The structures of RNA sequences play a vital role in various cellular processes, while existing genomic foundation models (FMs) have struggled with precise sequence-structure alignment, due to the complexity of exponential combinations of nucleotide bases. In this study, we introduce OmniGenome, a foundation model that addresses this critical challenge of sequence-structure alignment in RNA FMs. OmniGenome bridges the sequences with secondary structures using structure-contextualized modeling, enabling hard in-silico genomic tasks that existing FMs cannot handle, e.g., RNA design tasks. The results on two comprehensive genomic benchmarks show that OmniGenome achieves state-of-the-art performance on complex RNA subtasks. For example, OmniGenome solved 74% of complex puzzles, compared to SpliceBERT which solved only 3% of the puzzles. Besides, OmniGenome solves most of the puzzles within $1$ hour, while the existing methods usually allocate $24$ hours for each puzzle. Overall, OmniGenome establishes wide genomic application cases and offers profound insights into biological mechanisms from the perspective of sequence-structure alignment.

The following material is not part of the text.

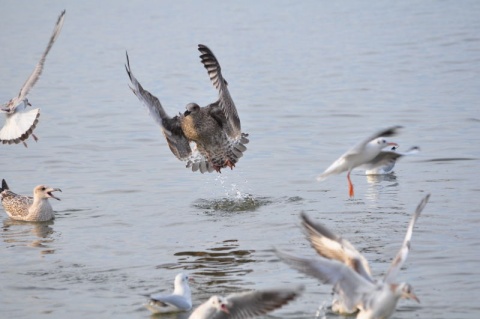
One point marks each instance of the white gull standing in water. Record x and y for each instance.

翻译：RNA序列的结构在多种细胞过程中起着至关重要的作用，然而现有的基因组基础模型（FMs）由于核苷酸碱基呈指数级组合的复杂性，一直难以实现精确的序列-结构对齐。在本研究中，我们提出了OmniGenome，这是一个旨在解决RNA基础模型中序列-结构对齐这一关键挑战的基础模型。OmniGenome通过结构情境化建模将序列与二级结构联系起来，从而能够处理现有基础模型无法应对的复杂计算基因组任务，例如RNA设计任务。在两个综合性基因组基准测试上的结果表明，OmniGenome在复杂的RNA子任务上实现了最先进的性能。例如，OmniGenome解决了74%的复杂难题，而SpliceBERT仅解决了3%的难题。此外，OmniGenome在$1$小时内解决了大部分难题，而现有方法通常为每个难题分配$24$小时。总体而言，OmniGenome建立了广泛的基因组应用案例，并从序列-结构对齐的视角为理解生物机制提供了深刻的见解。